The Verified Solution — strong answer (top 25 %%) (+18)
Advisory answer — community consensus with reference links
Note: the verified answer below is a reference / advisory response rather than a copy-ready snippet.
It is used to find the how many rows contain data in a worksheet that contains data in the column “A”. The full usage is
lastRowIndex = ws.Cells(ws.Rows.Count, "A").End(xlUp).row
Where ws is a Worksheet object. In the questions example it was implied that the statement was inside a With block
With ws
lastRowIndex = .Cells(.Rows.Count, "A").End(xlUp).row
End With
ws.Rows.Countreturns the total count of rows in the worksheet (1048576 in Excel 2010)..Cells(.Rows.Count, "A")returns the bottom most cell in column “A” in the worksheet
Then there is the End method. The documentation is ambiguous as to what it does.

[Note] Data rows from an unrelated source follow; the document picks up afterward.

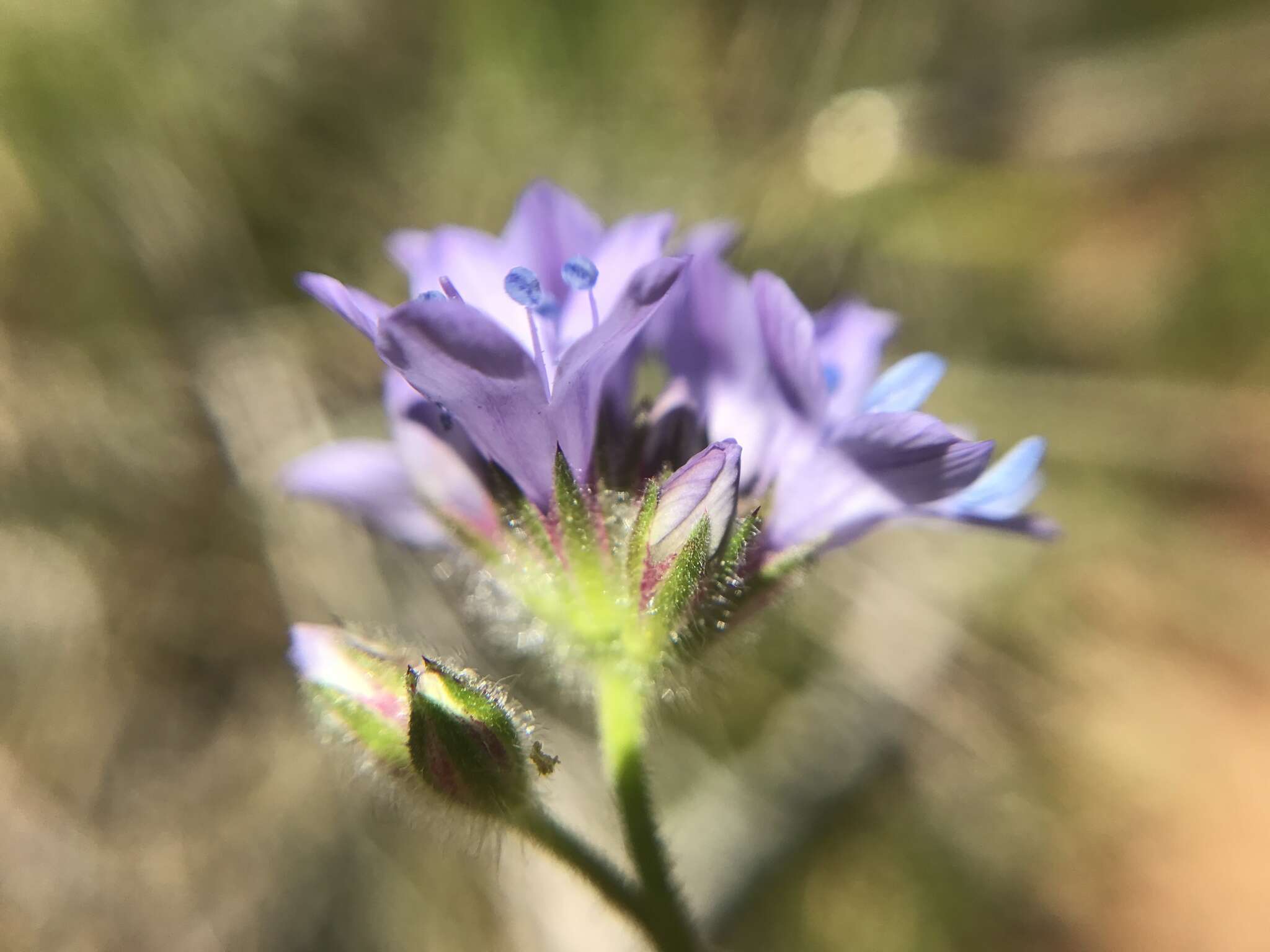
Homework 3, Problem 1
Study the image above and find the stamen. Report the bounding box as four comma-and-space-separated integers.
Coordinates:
560, 255, 600, 327
820, 364, 842, 394
503, 268, 551, 396
437, 274, 462, 301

Returns a Range object that represents the cell at the end of the region that contains the source range
Particularly it doesn’t define what a “region” is. My understanding is a region is a contiguous range of non-empty cells. So the expected usage is to start from a cell in a region and find the last cell in that region in that direction from the original cell. However there are multiple exceptions for when you don’t use it like that:
- If the range is multiple cells, it will use the region of
rng.cells(1,1). - If the range isn’t in a region, or the range is already at the end of the region, then it will travel along the direction until it enters a region and return the first encountered cell in that region.
- If it encounters the edge of the worksheet it will return the cell on the edge of that worksheet.

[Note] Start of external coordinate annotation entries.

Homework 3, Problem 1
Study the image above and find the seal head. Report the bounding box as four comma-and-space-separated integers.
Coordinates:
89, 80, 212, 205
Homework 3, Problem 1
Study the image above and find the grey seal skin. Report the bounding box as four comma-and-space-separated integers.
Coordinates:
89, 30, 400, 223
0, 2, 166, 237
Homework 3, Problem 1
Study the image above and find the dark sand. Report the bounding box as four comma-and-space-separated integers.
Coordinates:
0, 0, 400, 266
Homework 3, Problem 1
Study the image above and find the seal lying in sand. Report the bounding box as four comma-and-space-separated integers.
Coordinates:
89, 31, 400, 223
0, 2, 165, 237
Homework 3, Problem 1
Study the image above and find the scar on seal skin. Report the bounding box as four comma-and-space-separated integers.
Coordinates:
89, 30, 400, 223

So Range.End is not a trivial function.
.rowreturns the row index of that cell.
When to Use It — classic (2013–2016)
Ranked #69th in its category — specialized fit
This pattern sits in the 95% tail relative to the top answer. Reach for it when your scenario closely matches the question title; otherwise browse the Excel VBA archive for a higher-consensus alternative.

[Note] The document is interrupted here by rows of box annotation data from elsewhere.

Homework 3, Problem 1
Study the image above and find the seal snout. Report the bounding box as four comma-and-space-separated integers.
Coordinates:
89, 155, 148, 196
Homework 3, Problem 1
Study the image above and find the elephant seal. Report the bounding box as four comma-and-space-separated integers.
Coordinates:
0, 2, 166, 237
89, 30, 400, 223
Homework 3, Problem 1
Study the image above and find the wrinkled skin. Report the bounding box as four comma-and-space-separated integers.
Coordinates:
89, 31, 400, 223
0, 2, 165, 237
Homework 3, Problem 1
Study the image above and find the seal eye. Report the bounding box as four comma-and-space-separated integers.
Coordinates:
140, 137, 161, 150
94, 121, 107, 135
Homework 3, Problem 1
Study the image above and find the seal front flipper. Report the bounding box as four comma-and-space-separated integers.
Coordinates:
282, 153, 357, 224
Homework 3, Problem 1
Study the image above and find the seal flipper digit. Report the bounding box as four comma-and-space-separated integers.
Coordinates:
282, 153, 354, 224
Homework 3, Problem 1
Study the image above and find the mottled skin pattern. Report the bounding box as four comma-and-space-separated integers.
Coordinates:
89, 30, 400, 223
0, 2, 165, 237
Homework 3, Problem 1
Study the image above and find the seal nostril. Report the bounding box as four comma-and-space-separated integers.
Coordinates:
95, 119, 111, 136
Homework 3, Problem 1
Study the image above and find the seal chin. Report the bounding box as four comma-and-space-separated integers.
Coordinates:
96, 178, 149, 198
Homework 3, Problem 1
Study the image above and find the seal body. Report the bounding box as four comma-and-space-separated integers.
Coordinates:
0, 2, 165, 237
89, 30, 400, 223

What changed between 2014 and 2026
The answer is 12 years old. The Excel VBA object model has been stable across Office 2013, 2016, 2019, 2021, 365, and 2024/2026 LTSC, so the pattern still compiles. Changes that might affect you: 64-bit API declarations (use PtrSafe), blocked macros in downloaded files (Mark-of-the-Web), and the shift toward Office Scripts for web-first workflows.